Le livre aboutit à une vision qui affiche une bienfaisante leçon d’hospitalité. Il met un point final à une quête éperdue de sens. Il nous présente cet être déchiré mais déterminé qu’il est foncièrement, sous un tout autre jour que l’être jovial et incisif que nous pouvons écouter à la radio ou voir sur nos écrans.
Si ce livre est si poignant et nous bouleverse c’est que l’auteur conclut finalement son ouvrage, publié en ce mois d’octobre 2020, par une note sereine. Envers et contre tout, Claude Askolovitch décide de résister au malheur en assumant son histoire, en optant pour le chemin de la vie. Il acceptera de mener son existence propre en prenant appui sur la transmission d’un riche héritage qu’il se donnera la mission de perpétuer. Cette décision correspond pleinement à celle manifestée dans le Deutéronome, chapitre 30, verset 19, « Je prends aujourd’hui à témoin le ciel et la terre, que je vous ai proposé la vie et la mort, la bénédiction et la malédiction. Tu choisiras la vie, afin que tu vives, toi et ta postérité ».

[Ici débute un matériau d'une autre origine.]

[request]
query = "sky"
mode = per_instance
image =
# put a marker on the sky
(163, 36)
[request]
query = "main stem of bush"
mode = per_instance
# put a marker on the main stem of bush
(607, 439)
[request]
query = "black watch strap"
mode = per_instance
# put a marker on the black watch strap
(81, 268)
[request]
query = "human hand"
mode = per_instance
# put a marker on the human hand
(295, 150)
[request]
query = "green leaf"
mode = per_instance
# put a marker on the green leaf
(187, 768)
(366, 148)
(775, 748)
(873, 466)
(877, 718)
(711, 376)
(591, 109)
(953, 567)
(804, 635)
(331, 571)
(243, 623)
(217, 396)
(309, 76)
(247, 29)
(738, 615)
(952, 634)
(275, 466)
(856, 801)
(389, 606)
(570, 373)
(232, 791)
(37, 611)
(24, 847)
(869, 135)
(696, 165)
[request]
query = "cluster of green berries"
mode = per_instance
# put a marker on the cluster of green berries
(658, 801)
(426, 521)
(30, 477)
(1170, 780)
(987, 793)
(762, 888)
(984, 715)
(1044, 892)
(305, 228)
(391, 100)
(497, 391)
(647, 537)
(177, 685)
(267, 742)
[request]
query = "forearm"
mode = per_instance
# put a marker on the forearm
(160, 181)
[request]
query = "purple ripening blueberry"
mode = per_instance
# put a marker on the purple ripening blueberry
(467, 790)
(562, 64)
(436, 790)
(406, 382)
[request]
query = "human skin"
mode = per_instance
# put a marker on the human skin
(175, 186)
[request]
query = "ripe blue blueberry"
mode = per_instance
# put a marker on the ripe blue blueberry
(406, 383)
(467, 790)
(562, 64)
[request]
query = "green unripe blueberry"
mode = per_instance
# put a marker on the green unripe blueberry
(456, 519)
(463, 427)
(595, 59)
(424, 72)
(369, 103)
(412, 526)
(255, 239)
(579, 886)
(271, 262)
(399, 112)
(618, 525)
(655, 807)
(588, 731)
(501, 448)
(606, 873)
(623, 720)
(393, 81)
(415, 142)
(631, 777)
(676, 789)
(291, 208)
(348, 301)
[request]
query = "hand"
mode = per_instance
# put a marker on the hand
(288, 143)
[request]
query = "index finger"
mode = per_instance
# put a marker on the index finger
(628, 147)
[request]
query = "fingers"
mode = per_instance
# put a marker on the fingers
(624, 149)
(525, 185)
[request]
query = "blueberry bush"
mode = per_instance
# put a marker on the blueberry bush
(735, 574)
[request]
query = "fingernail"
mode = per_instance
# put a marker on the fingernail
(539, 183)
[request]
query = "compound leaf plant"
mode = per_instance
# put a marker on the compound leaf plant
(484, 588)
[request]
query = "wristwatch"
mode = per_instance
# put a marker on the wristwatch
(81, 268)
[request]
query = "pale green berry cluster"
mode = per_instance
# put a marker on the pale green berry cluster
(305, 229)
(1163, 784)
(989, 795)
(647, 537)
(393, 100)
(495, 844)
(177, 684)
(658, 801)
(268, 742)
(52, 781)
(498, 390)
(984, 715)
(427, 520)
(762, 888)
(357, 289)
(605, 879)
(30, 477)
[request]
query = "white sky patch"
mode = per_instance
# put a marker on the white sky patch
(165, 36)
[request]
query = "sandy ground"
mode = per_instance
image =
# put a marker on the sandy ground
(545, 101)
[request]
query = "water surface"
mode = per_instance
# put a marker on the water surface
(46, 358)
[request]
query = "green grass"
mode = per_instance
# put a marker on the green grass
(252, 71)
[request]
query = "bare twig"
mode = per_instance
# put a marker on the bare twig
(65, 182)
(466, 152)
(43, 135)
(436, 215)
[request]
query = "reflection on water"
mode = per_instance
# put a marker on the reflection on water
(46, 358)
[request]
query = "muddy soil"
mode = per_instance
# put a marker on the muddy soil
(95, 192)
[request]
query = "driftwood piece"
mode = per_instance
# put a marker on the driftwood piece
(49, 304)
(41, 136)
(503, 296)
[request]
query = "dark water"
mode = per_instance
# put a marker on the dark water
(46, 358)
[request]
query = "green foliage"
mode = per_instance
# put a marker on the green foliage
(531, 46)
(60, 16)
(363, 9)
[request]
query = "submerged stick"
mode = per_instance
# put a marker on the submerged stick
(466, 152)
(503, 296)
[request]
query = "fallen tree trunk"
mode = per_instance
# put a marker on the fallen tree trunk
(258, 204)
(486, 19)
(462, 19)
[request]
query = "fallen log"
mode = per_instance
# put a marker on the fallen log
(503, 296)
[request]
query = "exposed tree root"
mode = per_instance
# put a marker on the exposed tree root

Lorsque nous refermons ce livre, se pose alors à nous toute une chaîne d’interrogations existentielles valables pour chacun de ses lecteurs. Sur quelles bases se construit une vie ? Sur quel héritage s’appuie-t-elle ? Comment nous débrouillons-nous avec nos faiblesses, nos fragilités, nos contradictions, nos failles et nos blessures ? Comment nous démêlons-nous avec nos ambivalences ? Quand prenons-nous pleinement conscience que notre identité n’est pas figée à un point fixe mais est en perpétuel mouvement et que « qui je suis, commence maintenant » ?
Pierrette Epsztein
Claude Askolovitch est un journaliste français né en 1962 à Paris. Journaliste sportif à l’origine, il traite aujourd’hui surtout de sujets sociétaux et politiques, et a travaillé dans divers journaux et magazines tels Marianne ou le Nouvel Observateur. Il devient ensuite rédacteur en chef du Journal du Dimanche jusqu’en 2012. Il écrit dans d’autres magazines, dont Vanity Fair et Slate.fr. Au cours de sa carrière, il collabore à plusieurs émissions de radio et de télévision. Il présente actuellement la revue de presse dans la matinale de France-Inter, et est chroniqueur depuis 2013 pour l’Emission 28 minutes sur Arte.